Publié le par Rosalie210

Carl Hunter (2018)

Sometimes always never

"Sometimes always never" est un film britannique étonnant (disponible en ce moment sur Canal) que j'ai découvert grâce à une critique élogieuse sur une page dédiée au cinéma. Et puis le personnage principal est joué par Bill NIGHY qui est un acteur que j'adore depuis que je l'ai vu dans "Love Actually" (2003) (le who's who des plus grands comédiens britanniques, à égalité avec la saga Harry Potter dans laquelle il a d'ailleurs fini par décrocher un petit rôle, disant non sans humour qu'il était le dernier à ne pas y avoir été embauché!) et plus récemment dans "The Bookshop" (2017) (je l'ai vu aussi dans "Good Morning England" (2008) mais à l'époque, je n'avais pas trop accroché et cela demande donc un second visionnage).

Disons-le tout de suite le gros point fort du film est son esthétique qui fait beaucoup penser à celle de Wes ANDERSON: même obsession de la symétrie, même goût pour les couleurs pop et les collections d'objets vintage, même maniaquerie du détail. S'y ajoute quelque chose que je n'avais encore jamais vu au cinéma, une composition du cadre à la manière d'un collage dans lequel les personnages (et parfois même leur voiture) semblent détourés et aplatis par rapport au décor, à la limite du cartoon. Il faut dire que le réalisateur, Carl HUNTER a travaillé dans le monde de la musique mais aussi du livre et a réalisé des pochettes de disque, des illustrations photographiques et des posters. C'est pourquoi (comme Wes ANDERSON encore!), le film a une forte identité littéraire: il est découpé en chapitres avec des pages-titre ("itinéraire", "embarrassant" et "espoir") alors que le jeu de Scrabble qui est le point de ralliement de tous les personnages permet de belles associations poétiques. Ainsi quand Jack, le petit-fils de la famille invite la fille qui lui plaît à jouer, on constate que les mots de leur partie se rapportent tous au champ lexical de l'amour alors que lorsque le grand-père, Alan, joue (alias Bill NIGHY) on navigue davantage dans le monde de l'exotisme (il évoque ses voyages mais comme le film épouse son point de vue et que celui-ci est complètement décalé par rapport au réel, on est "dépaysé").

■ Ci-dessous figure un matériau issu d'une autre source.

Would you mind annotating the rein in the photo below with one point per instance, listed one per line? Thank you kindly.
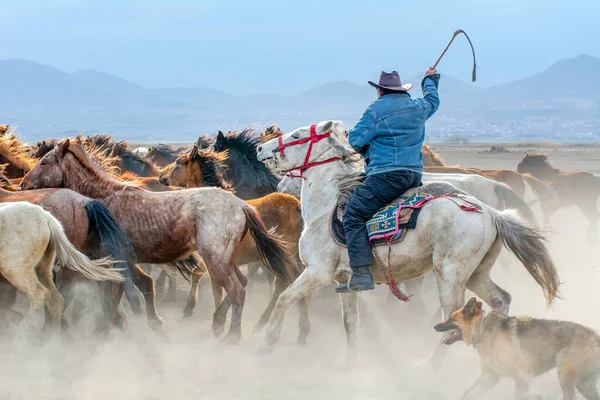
(313, 138)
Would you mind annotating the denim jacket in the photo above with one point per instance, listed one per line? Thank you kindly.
(391, 131)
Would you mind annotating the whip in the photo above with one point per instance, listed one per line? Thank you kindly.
(456, 33)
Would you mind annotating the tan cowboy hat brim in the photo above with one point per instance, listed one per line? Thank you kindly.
(404, 88)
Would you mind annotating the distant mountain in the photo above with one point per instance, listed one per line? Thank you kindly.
(106, 81)
(562, 102)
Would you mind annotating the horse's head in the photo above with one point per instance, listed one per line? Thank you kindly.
(533, 163)
(196, 168)
(301, 146)
(289, 185)
(48, 173)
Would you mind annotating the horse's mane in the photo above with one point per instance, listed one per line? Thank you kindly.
(538, 160)
(115, 150)
(14, 150)
(271, 132)
(431, 158)
(245, 143)
(212, 165)
(96, 161)
(44, 147)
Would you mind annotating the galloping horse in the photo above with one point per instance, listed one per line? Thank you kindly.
(280, 212)
(31, 240)
(92, 229)
(576, 188)
(169, 226)
(15, 155)
(461, 247)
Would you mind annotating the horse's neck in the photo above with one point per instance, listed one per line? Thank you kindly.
(91, 185)
(547, 173)
(319, 194)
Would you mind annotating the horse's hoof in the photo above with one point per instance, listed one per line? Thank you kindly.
(231, 339)
(218, 329)
(346, 363)
(301, 341)
(264, 350)
(155, 323)
(258, 328)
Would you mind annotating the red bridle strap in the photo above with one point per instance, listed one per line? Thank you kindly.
(313, 138)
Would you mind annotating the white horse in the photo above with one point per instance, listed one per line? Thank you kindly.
(461, 247)
(31, 241)
(495, 194)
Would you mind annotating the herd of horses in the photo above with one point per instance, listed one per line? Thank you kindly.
(223, 202)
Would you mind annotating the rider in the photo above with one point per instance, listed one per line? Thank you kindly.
(389, 136)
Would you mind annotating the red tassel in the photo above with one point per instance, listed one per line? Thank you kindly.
(398, 293)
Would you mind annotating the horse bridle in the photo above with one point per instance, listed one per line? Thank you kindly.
(313, 138)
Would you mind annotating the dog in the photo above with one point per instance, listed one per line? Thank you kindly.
(522, 348)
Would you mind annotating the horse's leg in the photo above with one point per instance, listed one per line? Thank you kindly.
(482, 285)
(221, 307)
(160, 283)
(24, 278)
(235, 329)
(451, 283)
(303, 321)
(300, 288)
(192, 299)
(172, 291)
(589, 208)
(55, 303)
(264, 318)
(145, 284)
(350, 316)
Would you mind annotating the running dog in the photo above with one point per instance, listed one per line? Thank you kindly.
(522, 348)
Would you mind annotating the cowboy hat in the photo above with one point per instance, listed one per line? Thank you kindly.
(391, 81)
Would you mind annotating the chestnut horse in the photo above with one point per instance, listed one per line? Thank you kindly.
(117, 152)
(15, 155)
(279, 211)
(577, 188)
(170, 226)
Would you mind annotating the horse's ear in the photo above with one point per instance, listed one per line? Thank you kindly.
(62, 148)
(471, 306)
(194, 152)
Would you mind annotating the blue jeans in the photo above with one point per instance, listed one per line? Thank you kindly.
(376, 192)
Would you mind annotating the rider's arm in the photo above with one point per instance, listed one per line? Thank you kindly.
(363, 132)
(430, 94)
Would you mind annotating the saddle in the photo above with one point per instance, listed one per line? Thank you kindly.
(390, 224)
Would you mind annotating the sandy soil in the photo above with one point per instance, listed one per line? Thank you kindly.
(186, 362)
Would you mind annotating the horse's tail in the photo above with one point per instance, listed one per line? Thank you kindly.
(115, 243)
(512, 200)
(67, 255)
(528, 245)
(542, 190)
(272, 249)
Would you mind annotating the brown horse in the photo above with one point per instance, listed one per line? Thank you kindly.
(92, 229)
(279, 211)
(431, 158)
(15, 155)
(170, 226)
(163, 155)
(577, 188)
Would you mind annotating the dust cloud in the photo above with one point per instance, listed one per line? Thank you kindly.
(185, 361)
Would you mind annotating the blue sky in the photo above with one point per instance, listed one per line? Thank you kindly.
(264, 46)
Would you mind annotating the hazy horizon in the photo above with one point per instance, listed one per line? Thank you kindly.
(272, 48)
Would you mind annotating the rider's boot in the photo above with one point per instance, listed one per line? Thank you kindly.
(360, 280)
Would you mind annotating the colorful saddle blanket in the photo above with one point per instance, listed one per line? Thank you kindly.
(388, 225)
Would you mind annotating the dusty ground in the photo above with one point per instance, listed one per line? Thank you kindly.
(186, 362)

Tout cela forme un ensemble tellement charmant, créatif et rafraîchissant que l'on oublie largement les faiblesses du scénario. Celui-ci tourne en effet autour d'une intrigue ténue (pour ne pas dire fantôme), prétexte à réunir une famille désunie autour de son patriarche, Alan. Lequel en sa qualité de tailleur élégant mais quelque peu maniaque (à l'image du film évidemment puisque comme je l'ai dit, celui-ci épouse son point de vue) explique la règle du boutonnage de la veste à trois boutons à son petit-fils Jack, règle qui donne son titre au film: celui du haut, parfois, celui du milieu toujours et celui du bas jamais.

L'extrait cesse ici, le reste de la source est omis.